Upgrading the MediaWiki database
There is a very important command, to upgrade any database files after a software upgrade, and the instructions are devilishly hard to find and even harder to understand because instructions like these are all aimed at programmers with ordinary people tacked on as an afterthought. Basically, you need to run the mw-config file which is in the same directory as the initial wikipage, making sure that you contine to the second page and rebuild the tales.
Exporting/importing pages
If you want to get templates, codes, modules from the “real” Wikipedia or from one of its derivatives, this is done by first exporting the page from the source MediaWiki installation and then importing it into your own. The problem is they may wreck your installation and what is worse there is no easy way to get them out. For pages you create yourself you may use the extension “nuke” which is prepackaged and only needs activating, but that extension does not work for imported templates. So: removing them one by one is the only and very laborious solution.
Personal tweaks
- I have changed the mediawiki logo to my own. Here is how to do this. It boils down to uploading your new logo file to MediaWiki using the ‘upload file’ command on the left hand site of any mediawiki installaton. It has to be the right size. Then you change the LocalSettings.php file to refer to the correct file and location.
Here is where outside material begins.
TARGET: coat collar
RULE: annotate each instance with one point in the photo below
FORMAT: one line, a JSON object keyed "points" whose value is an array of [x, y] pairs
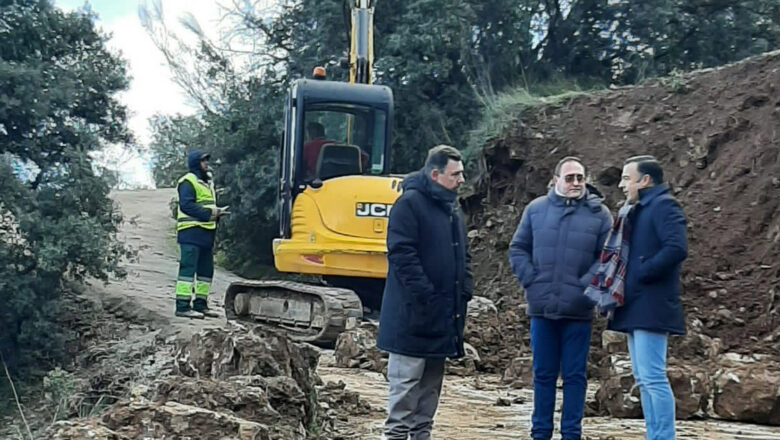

- I quite like the default appearance which is called the Vector ‘skin’, so I left this statement in LocalSettings.php : $wgDefaultSkin = “vector”;
- Because my wiki is mine and I am not currently collaborating, I added a line to prevent creating of new access. This page explains how this is done.
- I have not succeeded in getting MediaWiki to accept HTML files. The helpdesk just gave up, after giving a few answers which did not work.. A pity, but not sufficient reason to give up on MediaWiki altogether.